I went on a tear the other day, after finding out what wavetable synthesis actually does – I’d always vaguely assumed it was just another kind of sample playback, and wasn’t interested. A few hours of python later, I have a little program that goes mining through my music library, hunting for interesting waveforms; a little normalization and some spectral morphing later, and out come a bunch of wavetables, like you’d use in Serum or Massive.
The machine proceeds to use its wavetables, in a barely controlled sort of let’s-just-see-what-happens way, to generate anywhere from a few seconds to a few minutes of… well… let’s call it “sound”. It’s terrible, most of the time, admittedly – but it is a surprising kind of sound, too, and worth the exploration, for the compelling bits of alien music that sometimes come blurting out of that weird robot’s brain; dark throbbing rhythmic gritty off-kilter stuff that I would never have imagined making on purpose.
I had a few ideas for ways I might try to control this novel instrument – following the envelope or pitch of one sound to drive the generation of another, perhaps – so I went to look at the state of the music-analysis world, imagining I’d find some envelope-follower algorithm and do some stuff with FFTs.

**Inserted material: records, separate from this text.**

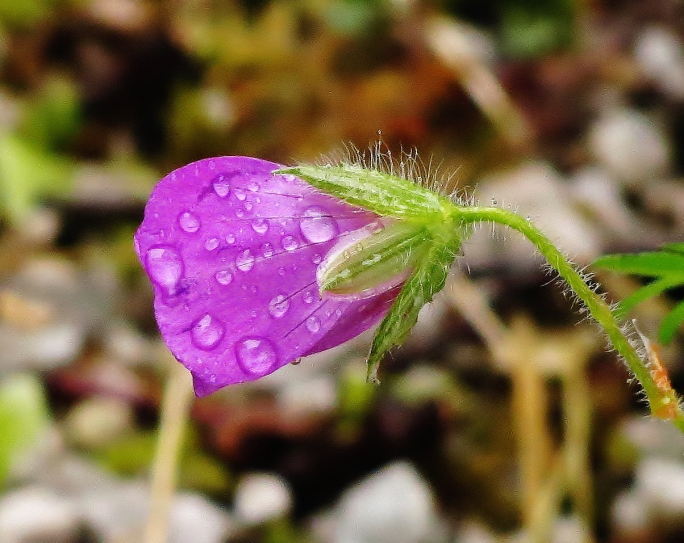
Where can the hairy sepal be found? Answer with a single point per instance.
(427, 279)
(374, 190)
(383, 256)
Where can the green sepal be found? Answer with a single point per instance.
(380, 192)
(374, 259)
(653, 264)
(426, 280)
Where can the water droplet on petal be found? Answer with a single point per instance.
(165, 267)
(290, 243)
(224, 277)
(206, 332)
(267, 250)
(245, 260)
(317, 225)
(313, 325)
(256, 355)
(260, 226)
(189, 222)
(221, 185)
(278, 306)
(211, 244)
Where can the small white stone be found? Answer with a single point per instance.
(569, 529)
(260, 497)
(393, 504)
(317, 394)
(660, 482)
(97, 421)
(194, 519)
(660, 56)
(629, 514)
(37, 514)
(630, 146)
(538, 191)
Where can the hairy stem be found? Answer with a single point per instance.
(660, 399)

Well, sure, tempo sync is old hat in the DJ world by now, and I’ve even gotten used to effortless key-matching, but the tools you can use now, and the kinds of information they can measure about music, are far beyond what I had imagined.
aubio, for example, is a Python library, and an unusually easy-to-use command line tool, which can find beats, follow the tempo, distinguish notes, follow the pitch of those notes, and also break the track up into its louder and quieter sections.
pyAudioAnalysis builds from there,, offering a generic toolkit for extracting, classifying, and measuring features in sound; you can use this library to train a custom segmentation engine, which will recognize and extract any particular pieces of an audio recording you might happen to be interested in.
Essentia, though, is the box of shiny toys that really made my head explode. Beat tracking, segmentation, feature classification, sure, we’ve seen that now; but how about… melody extraction? Mood detection? The list is amazing: dynamic complexity, spectral energy, dissonance, spectral complexity, beat loudness, and danceability!?
You’re not stuck on the command line, either – Sonic Visualizer will accept Essentia as a plug-in, along with a whole lot of others, and then there’s this Pure Data toolkit…